I can now set out how we intend to take forward the regulation of herbal medicine practitioners and traditional Chinese medicines practitioners, specifically with regard to the use of unlicensed herbal medicines within their practice. As this matter is a devolved matter in Scotland and Northern Ireland we have had discussions with Health Departments in the three Devolved Administrations which have been constructive and we are committed to a unified UK-wide approach to the regulation of these practitioners.
When the European Directive 2004/24/EC takes full effect in April 2011 it will no longer be legal for herbal practitioners in the UK to source unlicensed manufactured herbal medicines for their patients. This Government wishes to ensure that the public can continue to have access to these products.

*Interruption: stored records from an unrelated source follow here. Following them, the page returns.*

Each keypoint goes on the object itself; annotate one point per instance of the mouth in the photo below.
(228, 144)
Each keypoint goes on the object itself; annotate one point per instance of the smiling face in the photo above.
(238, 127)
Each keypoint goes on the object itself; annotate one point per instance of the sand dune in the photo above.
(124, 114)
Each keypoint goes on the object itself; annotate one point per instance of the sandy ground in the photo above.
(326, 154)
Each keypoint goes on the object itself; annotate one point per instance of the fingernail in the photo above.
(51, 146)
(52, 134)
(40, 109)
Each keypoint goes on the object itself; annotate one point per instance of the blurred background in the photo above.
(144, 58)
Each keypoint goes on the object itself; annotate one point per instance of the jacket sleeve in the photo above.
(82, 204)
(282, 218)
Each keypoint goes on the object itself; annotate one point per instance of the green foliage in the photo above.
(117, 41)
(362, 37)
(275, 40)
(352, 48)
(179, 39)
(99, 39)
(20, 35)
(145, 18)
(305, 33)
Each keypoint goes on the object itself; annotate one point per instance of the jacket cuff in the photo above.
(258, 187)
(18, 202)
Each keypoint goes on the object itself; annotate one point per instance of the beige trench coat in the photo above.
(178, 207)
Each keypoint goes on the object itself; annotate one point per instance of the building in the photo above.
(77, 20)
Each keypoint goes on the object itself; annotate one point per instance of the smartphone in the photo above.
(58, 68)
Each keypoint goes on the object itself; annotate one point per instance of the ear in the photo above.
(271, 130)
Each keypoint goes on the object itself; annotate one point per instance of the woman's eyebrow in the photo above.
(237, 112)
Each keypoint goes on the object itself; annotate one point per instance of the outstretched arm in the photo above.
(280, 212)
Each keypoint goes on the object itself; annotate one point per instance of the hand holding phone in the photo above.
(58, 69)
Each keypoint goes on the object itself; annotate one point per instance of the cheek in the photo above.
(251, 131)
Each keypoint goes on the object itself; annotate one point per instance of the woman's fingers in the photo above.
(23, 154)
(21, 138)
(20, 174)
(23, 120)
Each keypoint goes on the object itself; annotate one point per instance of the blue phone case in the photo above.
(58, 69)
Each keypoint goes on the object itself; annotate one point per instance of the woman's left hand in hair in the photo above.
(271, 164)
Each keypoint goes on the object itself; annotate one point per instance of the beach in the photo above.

In order to achieve this, while at the same time complying with EU law, some form of statutory regulation will be necessary and I have therefore decided to ask the Health Professions Council to establish a statutory register for practitioners supplying unlicensed herbal medicines. This will ensure that practitioners meet specified registration standards. Practitioner regulation will be underpinned by a strengthened system for regulating medicinal products. This approach will give practitioners and consumers continuing access to herbal medicines. It will do this by allowing us to use a derogation in the European legislation to set up a UK scheme to permit and regulate the supply, via practitioners, of unlicensed manufactured herbal medicines to meet individual patient needs.
The Health Professions Council is an established and experienced statutory regulatory body which has the necessary experience to be able to successfully establish and maintain a statutory register for practitioners wishing to supply unlicensed herbal medicines. Subject to Parliamentary approval, such practitioners who wish to supply unlicensed herbal products will be required by law to register with the HPC.
The four UK Health Departments will consult jointly on the draft legislation once it is prepared. This will give practitioners and the public the opportunity to comment. Subject to Parliamentary procedures we will aim to have the legislation in place in 2012.
Until the new arrangements are in place the Medicines and Healthcare products Regulatory Agency (MHRA) will continue to take appropriate compliance and enforcement action where products are in breach of the regulatory requirements. In line with the MHRA's normal approach, the action taken will be proportionate and will target products which pose a public health risk. Guidance issued by the MHRA makes clear their view that, where practitioners hold stocks of unlicensed products on 30 April 2011 that legally benefited from transitional arrangements under the European Directive, the practitioner can continue to sell those existing supplies to their patients.
The 2009 consultation also looked at practitioners of acupuncture. The practice of acupuncture is not affected by the EU Directive and, therefore, compliance is not required. I am confident that acupuncturists have their own voluntary regulatory measures in place, which are sufficiently robust. Additionally, local authorities in England have powers to regulate the hygiene of the practice of acupuncture, to protect against the risk of transmission of certain infectious diseases. Similar measures are also in place in Scotland, Wales and Northern Ireland.
I am pleased to say that this decision resolves a long-standing issue, to the benefit of both practitioners and the public who use herbal medicines.